Longtemps négligées, les cantates italiennes recèlent pourtant des trésors. Indépendamment de leurs qualités intrinsèques d'écriture ‑ qui incitèrent Johann Sebastian Bach à copier à la main l'Armida abbandonata, le sentiment est d'entrer comme par effraction dans l'atelier du créateur, les alambics encore fumants. La plupart agissent comme des scènes lyriques embryonnaires, riches en virtualités dramatiques, prêtes à surgir dans les grands opéras à venir. Secondant une Natalie Dessay au sommet de sa forme (Erato), Emmanuelle Haïm avait déjà glissé ses doigts de sourcier dans quelques cantates à une voix. On la retrouve à la manoeuvre, et avec quel entrain!

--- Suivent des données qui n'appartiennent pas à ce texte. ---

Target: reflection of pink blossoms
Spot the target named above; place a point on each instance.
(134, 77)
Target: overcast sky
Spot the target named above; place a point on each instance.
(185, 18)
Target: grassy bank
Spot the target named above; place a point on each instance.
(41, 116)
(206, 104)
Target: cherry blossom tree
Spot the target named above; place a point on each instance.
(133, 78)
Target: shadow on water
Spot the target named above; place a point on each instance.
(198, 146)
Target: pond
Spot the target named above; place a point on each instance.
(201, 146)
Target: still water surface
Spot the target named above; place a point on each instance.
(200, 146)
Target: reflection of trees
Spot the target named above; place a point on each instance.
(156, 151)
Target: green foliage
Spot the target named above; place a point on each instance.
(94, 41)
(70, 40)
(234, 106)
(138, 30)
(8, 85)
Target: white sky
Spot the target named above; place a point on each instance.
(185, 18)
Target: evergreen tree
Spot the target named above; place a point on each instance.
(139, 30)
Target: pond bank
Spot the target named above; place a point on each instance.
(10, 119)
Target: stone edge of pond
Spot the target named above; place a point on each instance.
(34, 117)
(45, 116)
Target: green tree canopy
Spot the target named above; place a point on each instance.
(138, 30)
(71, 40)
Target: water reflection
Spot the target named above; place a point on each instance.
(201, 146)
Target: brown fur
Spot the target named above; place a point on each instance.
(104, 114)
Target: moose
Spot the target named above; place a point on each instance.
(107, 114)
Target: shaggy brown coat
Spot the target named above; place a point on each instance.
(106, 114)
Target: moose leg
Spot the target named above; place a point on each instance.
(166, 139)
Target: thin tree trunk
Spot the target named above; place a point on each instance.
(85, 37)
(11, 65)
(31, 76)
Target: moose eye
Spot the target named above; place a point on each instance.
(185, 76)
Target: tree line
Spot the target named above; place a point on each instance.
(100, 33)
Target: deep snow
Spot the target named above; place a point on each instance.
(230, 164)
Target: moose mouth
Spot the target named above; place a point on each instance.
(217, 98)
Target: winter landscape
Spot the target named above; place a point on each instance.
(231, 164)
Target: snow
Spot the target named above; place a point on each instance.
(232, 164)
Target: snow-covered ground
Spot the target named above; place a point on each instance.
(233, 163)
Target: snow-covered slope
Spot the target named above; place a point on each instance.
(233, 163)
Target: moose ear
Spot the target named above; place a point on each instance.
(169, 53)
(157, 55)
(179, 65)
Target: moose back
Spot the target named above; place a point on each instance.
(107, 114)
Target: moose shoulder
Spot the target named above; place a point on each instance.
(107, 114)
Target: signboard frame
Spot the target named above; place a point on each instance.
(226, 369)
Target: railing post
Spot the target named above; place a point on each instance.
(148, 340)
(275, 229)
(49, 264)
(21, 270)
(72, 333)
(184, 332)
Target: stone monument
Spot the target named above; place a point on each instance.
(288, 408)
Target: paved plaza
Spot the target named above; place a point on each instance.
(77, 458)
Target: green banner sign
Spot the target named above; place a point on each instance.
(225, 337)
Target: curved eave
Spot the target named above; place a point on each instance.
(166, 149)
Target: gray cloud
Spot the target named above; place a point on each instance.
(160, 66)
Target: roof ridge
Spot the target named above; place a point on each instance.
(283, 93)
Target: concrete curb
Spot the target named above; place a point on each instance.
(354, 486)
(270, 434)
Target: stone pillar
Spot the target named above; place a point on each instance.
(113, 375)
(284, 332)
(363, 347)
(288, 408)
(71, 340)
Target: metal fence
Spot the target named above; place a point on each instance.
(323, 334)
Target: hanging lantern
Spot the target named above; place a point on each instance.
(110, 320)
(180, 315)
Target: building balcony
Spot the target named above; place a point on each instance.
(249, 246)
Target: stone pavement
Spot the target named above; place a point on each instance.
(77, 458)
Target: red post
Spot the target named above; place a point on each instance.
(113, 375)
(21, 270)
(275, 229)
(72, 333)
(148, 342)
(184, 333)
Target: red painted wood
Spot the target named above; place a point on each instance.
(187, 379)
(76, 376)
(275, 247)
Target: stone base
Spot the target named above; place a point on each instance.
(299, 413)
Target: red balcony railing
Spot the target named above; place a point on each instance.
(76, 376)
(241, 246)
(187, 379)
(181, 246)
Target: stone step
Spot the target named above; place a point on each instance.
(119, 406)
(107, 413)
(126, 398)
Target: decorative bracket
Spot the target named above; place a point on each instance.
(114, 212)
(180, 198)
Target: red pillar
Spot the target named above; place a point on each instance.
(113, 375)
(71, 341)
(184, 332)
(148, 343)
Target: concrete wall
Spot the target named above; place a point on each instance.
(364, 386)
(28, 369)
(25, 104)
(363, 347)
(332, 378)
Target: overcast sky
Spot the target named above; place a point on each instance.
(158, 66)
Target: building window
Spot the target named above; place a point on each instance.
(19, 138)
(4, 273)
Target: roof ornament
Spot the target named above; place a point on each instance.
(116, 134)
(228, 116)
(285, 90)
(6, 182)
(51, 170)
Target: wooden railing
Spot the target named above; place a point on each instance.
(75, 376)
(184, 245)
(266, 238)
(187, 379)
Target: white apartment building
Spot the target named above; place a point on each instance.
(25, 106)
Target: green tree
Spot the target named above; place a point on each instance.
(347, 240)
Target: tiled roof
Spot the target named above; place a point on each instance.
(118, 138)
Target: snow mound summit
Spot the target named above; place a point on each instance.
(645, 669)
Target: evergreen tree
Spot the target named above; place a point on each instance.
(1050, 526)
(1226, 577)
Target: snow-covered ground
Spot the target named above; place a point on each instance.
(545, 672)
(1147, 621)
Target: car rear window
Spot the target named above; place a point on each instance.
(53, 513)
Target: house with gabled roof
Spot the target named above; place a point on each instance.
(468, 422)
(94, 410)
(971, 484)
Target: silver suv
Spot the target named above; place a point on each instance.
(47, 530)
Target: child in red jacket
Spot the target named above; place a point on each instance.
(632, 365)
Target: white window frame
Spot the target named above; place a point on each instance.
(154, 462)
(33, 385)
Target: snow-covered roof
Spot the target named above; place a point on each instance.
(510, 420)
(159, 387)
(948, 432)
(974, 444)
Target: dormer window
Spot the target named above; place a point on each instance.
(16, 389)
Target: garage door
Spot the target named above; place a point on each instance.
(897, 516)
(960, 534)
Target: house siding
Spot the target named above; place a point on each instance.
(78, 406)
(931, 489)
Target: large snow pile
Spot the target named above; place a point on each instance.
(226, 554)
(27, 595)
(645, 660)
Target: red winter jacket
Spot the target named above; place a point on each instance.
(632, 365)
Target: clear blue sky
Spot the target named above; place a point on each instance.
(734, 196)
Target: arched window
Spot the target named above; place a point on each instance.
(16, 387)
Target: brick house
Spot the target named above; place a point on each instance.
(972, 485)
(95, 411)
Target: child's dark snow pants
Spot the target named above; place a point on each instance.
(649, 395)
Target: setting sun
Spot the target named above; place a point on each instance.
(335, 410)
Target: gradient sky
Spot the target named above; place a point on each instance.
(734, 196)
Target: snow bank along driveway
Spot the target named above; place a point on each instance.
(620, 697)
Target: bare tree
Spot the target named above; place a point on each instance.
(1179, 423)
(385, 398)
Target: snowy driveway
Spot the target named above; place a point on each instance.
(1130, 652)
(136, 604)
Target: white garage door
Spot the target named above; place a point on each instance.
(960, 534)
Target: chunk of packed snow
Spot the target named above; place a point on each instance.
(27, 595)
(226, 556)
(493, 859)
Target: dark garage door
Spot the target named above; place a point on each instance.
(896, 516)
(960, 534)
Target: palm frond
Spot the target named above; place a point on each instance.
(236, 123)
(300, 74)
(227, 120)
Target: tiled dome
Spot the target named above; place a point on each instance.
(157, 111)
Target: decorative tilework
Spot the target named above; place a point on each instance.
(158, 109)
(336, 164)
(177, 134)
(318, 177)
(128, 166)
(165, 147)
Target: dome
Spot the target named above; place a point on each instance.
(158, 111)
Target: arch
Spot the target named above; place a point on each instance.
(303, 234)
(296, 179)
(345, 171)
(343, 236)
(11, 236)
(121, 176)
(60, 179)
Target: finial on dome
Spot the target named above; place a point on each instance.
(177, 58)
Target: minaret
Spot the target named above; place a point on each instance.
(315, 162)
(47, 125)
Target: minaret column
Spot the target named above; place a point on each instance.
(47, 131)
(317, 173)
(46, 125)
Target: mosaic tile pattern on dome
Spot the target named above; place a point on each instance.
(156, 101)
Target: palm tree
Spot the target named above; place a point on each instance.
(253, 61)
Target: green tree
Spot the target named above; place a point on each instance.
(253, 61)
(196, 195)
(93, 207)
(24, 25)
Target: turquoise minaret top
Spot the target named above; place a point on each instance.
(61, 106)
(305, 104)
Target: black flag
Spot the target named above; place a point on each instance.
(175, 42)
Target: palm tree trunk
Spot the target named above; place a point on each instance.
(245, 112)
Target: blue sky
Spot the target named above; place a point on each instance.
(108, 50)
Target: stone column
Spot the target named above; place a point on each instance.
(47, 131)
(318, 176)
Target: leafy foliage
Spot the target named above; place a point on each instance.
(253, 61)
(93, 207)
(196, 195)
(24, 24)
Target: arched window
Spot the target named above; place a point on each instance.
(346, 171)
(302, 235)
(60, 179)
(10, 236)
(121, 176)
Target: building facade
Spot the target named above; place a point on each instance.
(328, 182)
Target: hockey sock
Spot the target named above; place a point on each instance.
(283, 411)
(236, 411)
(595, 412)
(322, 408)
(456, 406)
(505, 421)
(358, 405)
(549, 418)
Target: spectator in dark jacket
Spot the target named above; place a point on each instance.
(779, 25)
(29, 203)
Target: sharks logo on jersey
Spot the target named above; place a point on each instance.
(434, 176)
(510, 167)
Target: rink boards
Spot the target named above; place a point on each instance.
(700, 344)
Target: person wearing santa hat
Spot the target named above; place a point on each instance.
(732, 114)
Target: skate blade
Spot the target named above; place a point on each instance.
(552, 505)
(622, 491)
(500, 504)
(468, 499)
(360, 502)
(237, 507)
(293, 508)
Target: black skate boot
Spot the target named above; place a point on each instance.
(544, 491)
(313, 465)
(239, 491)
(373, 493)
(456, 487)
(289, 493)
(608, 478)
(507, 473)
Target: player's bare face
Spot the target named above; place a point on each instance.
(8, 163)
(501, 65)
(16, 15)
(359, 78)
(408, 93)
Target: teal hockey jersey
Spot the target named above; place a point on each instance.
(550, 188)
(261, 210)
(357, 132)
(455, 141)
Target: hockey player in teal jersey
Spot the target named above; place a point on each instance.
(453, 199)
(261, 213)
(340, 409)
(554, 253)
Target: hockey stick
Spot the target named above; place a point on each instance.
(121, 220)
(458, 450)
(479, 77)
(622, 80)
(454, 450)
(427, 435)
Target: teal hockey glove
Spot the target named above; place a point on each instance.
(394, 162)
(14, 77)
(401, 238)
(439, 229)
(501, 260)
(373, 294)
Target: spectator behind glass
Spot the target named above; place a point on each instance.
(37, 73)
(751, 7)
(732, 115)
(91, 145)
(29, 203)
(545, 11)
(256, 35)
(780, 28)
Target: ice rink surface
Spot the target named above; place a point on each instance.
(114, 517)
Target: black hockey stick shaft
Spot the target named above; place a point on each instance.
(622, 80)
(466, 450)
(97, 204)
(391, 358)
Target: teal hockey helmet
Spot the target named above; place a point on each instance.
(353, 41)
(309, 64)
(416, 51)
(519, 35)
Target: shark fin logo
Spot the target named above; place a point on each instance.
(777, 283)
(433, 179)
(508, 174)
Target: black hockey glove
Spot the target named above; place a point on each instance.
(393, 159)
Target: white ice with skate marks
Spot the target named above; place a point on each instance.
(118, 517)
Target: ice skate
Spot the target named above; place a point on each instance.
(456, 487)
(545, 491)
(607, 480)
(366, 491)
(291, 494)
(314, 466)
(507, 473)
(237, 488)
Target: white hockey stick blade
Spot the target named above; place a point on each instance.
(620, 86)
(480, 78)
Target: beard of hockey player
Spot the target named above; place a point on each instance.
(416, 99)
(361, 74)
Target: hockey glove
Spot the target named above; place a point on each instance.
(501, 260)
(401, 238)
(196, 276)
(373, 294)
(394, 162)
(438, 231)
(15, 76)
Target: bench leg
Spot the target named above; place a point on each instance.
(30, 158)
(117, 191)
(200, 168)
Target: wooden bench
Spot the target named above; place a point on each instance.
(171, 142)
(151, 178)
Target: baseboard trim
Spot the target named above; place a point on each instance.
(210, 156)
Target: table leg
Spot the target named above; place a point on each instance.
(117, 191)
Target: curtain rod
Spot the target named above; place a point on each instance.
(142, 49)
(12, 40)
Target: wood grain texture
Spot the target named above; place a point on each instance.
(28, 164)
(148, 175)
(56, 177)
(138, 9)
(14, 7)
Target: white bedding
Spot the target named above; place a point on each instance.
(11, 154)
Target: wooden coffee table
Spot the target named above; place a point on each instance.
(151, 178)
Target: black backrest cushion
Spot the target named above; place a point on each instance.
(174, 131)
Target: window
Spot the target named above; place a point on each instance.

Dans Aminta e Fillide, le compositeur charge la sinfonia de décrire la fuite de la belle nymphe: après l'introduction lente, les cordes se précipitent dans le furioso d'une poursuite sauvage rarement restituée d'une manière aussi évocatrice. Malgré les pastels délicats des sections, les airs sont très contrastés. Aminta fait son entrée avec un récitatif impressionnant, qui annonce le grand monologue « Pensieri, voi mi tormentate » d'Agrippine. Si Haendel ne s'est jamais senti aussi proche de l'esthétique des Arcadiens que dans Aminta e Fillide, Sabine Devieilhe n'entend pas traverser une allégorie mais incarner un personnage grâce à la théâtralité de sa diction, la projection de ses aigus et cette faculté à transmettre le sourire et la mélancolie d'une jeune âme. Face à elle, la Fillide de Lea Desandre joue la nymphe hautaine avant de succomber aux assauts du jeune berger. De son commerce assidu avec le répertoire du XVIIe siècle qui voit émerger la monodie accompagnée, la mezzo‑soprano connaît l'art des affects, lequel trouve à s'exprimer d'une manière spectaculaire dans La Lucrezia : accents rauques, chromatismes détimbrés, jusqu'à cette fin abrupte qui tombe de l'aigu à l'extrême grave. Mention spéciale au violoncelle solo, dont les interventions remarquées parachèvent la réussite de cet enregistrement à placer en tête de la discographie aux côtés de l'intégrale des cantates par Fabio Bonizzoni (Glossa).